In sum, it was concluded to look to the #LearnDay event first for input, and then revisit this issue. The issue of how to work with the DACs will be further considered at that time.

7. Overview of Learning Metrics

Wendy MacDonald provided an overview of education and learning metrics and trends in response to specific data requests from Council members at previous meetings. The presentation provided information on the following matters:

  • Trends in the size and composition of the PEI labour force
  • Educational attainment of the labour force
  • Enrolment at UPEI and Holland College
  • The completion rate for high school, Holland College and UPEI, and how this compares to other jurisdictions.
  • Number of K-12 schools, teachers, EAs, and PSE professors/instructors.
  • Funding and resources for ELCC, K-12, PSE, Workforce training, and how this compares to other jurisdictions.
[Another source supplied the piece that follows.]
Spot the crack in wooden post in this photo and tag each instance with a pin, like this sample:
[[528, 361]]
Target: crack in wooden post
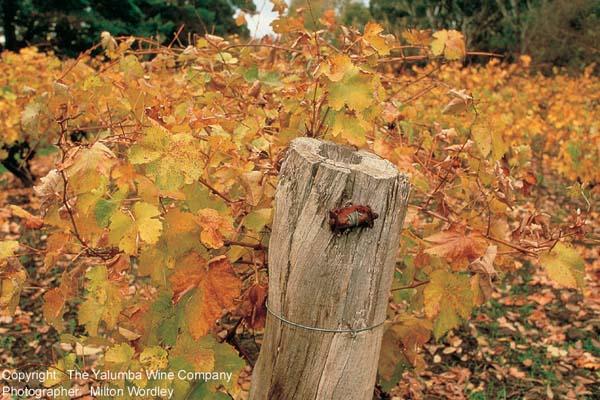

A point was raised that population and labour force projections for PEI had just been updated to reflect very strong continued population growth.  Accordingly, slides 3 to 5 have been updated to reflect these projections. 

8. Give and Get

In closing, the Co-Chairs thanked members for their contributions to the working groups and to the evening’s discussions. 

Co-chair MacLauchlan noted that the Council had been founded with a mix of two and three-year terms in order to balance renewal and continuity.  He indicated that his term on the Council was drawing to a close at yearend, and that his intent from the onset had been to serve an inaugural term during the Council’s initial years.  Accordingly, he plans to attend #LearnDay and the Council’s final meeting in late fall, and then complete his time on the Council on December 31, 2017.  

Co-chair Whelan noted an opportunity for Council members to attend a Roundtable on “Community Partners in Learning and Innovation,” hosted by the Council of Ministers of Education Canada (CMEC) in partnership with Canadians for 21st Century Learning and Innovation.  Two seats have been offered to the Council for the July 20 afternoon event. Interested members are to contact Co-chair Whelan and he will email them the invitation.